Friday, September 26, 2008
Inside Web 3.0 : Local companies aim to make Web 3.0 smarter
By Jim Kozubek, Special to Mass High Tech (The Journal of New England Technology)

The next-generation Internet, labeled Web 3.0 by some, remains for now a theoretical state with various prospective capabilities. However, whether or not Web 3.0 – the intelligent web – emerges as experts predict, you can be certain that the Internet will evolve. It must, given its exponential increase in use, and local information technology companies are already working on the Internet infrastructure of the future.

Since broadband and web evolution enabled the Big Bang of the Internet a decade ago, online traffic has grown at a staggering rate, now doubling every two years and set to reach, by 2015, a zettabyte a year – that’s a 1 and 21 zeroes – a Discovery Institute report said. That means one of the defining concepts for Web 3.0 will be constraint, a term that comes with positive implications.

The speed of applications is essential to real-time functions as well as to a next-generation Internet, but, to be even more useful, the Internet needs to enable users to search and find resources that are relevant to them.

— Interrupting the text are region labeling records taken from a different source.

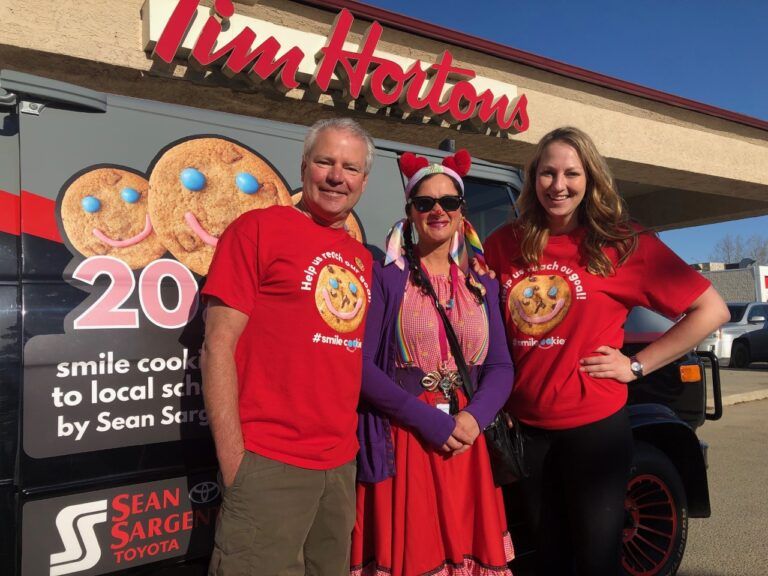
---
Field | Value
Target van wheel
[621,442,688,576]
[731,342,752,368]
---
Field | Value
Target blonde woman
[485,127,728,576]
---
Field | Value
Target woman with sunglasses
[486,128,728,576]
[351,151,513,576]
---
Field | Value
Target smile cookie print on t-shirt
[507,274,571,336]
[315,264,367,333]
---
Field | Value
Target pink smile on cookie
[184,212,219,247]
[515,298,565,324]
[93,214,152,248]
[323,288,363,320]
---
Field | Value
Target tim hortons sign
[142,0,529,133]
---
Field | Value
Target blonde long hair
[517,126,638,276]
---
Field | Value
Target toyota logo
[189,482,220,504]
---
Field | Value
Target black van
[0,71,720,576]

This depends not on hardware but on middleware products, tools that enable interoperability of applications across a network.

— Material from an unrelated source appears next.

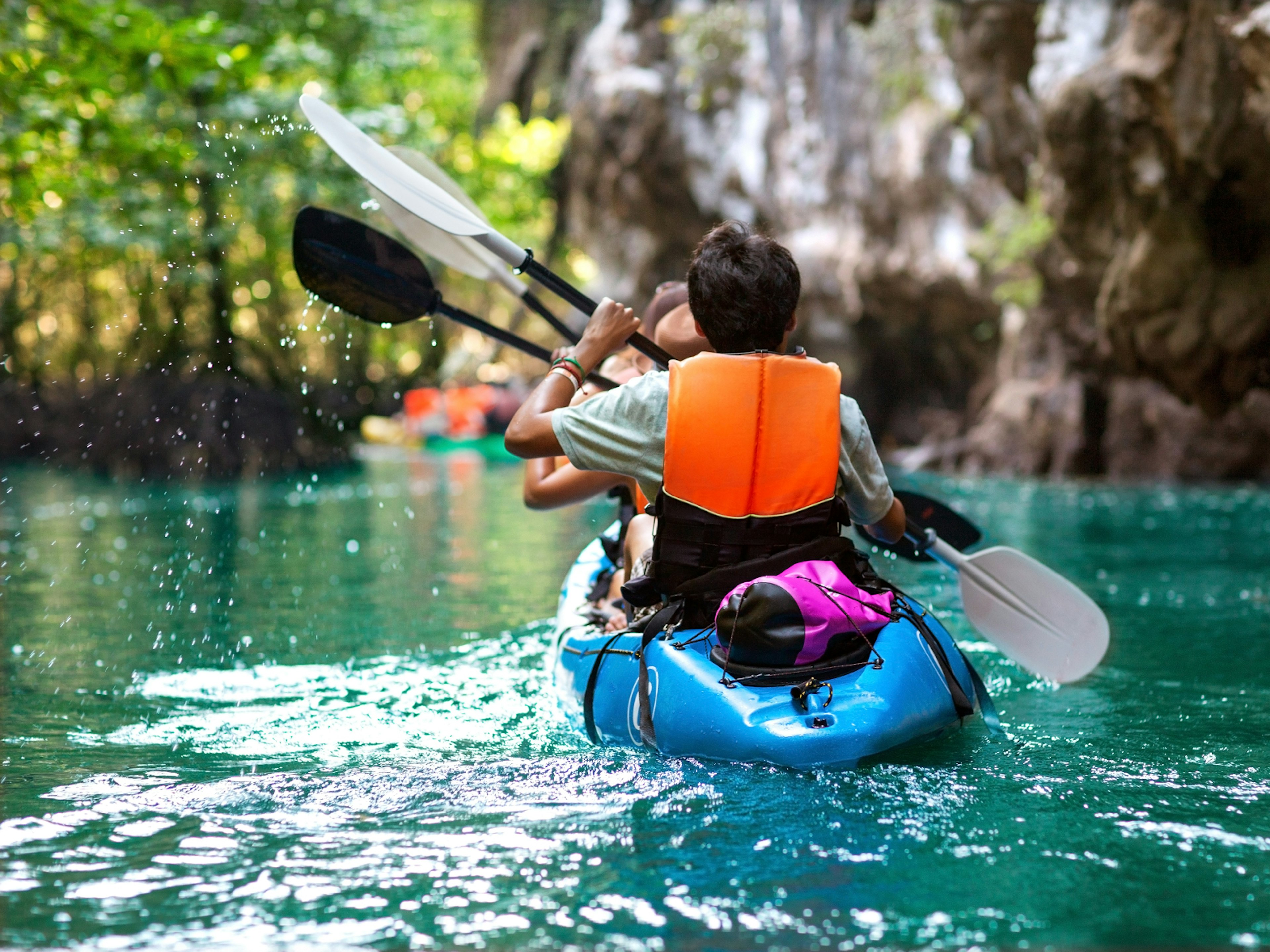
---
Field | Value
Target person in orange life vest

Middleware is integral to “markup languages,” such as XML and HTML, that match language descriptions of websites and enable the linking of information and search engines to evolve, but markups are far from perfect languages. Markups match simple terms such as “morning star” and “evening star” and “Venus,” and are extensible to provide unlimited instances in pictures, definitions and references to the planet, or the goddess, based on search.

But markups do not constitute a grammar to “understand” complex concepts such as “the woman married to the father of Aeneas” because markups are not set up to understand grammatical relationships.

A server may be able to understand the intention of an Internet user and gather layers of information. Enter a phrase such as “I need a driver’s license” and it could pull up the address to the nearest department of motor vehicles, find forms needed to apply for a license, and schedule an appointment because it understands what the “need” of a user is in stated context.

“It’s going to be companies like ours that solve problems for specific needs that enable the creation of the Semantic Web,” Greenblatt said. “This is a point when information is layered and more valuable to users.”

Lee Feigenbaum, cofounder of Cambridge Semantics Inc., expects to go to market at the end of the year with a semantic spreadsheet that combines search functions with Microsoft Excel spreadsheets coded in RDF.

“The whole idea of semantic technology is to make information more useful,” he said. “You start being able to publish data that is reused, linked and create new functions for something like a spreadsheet.”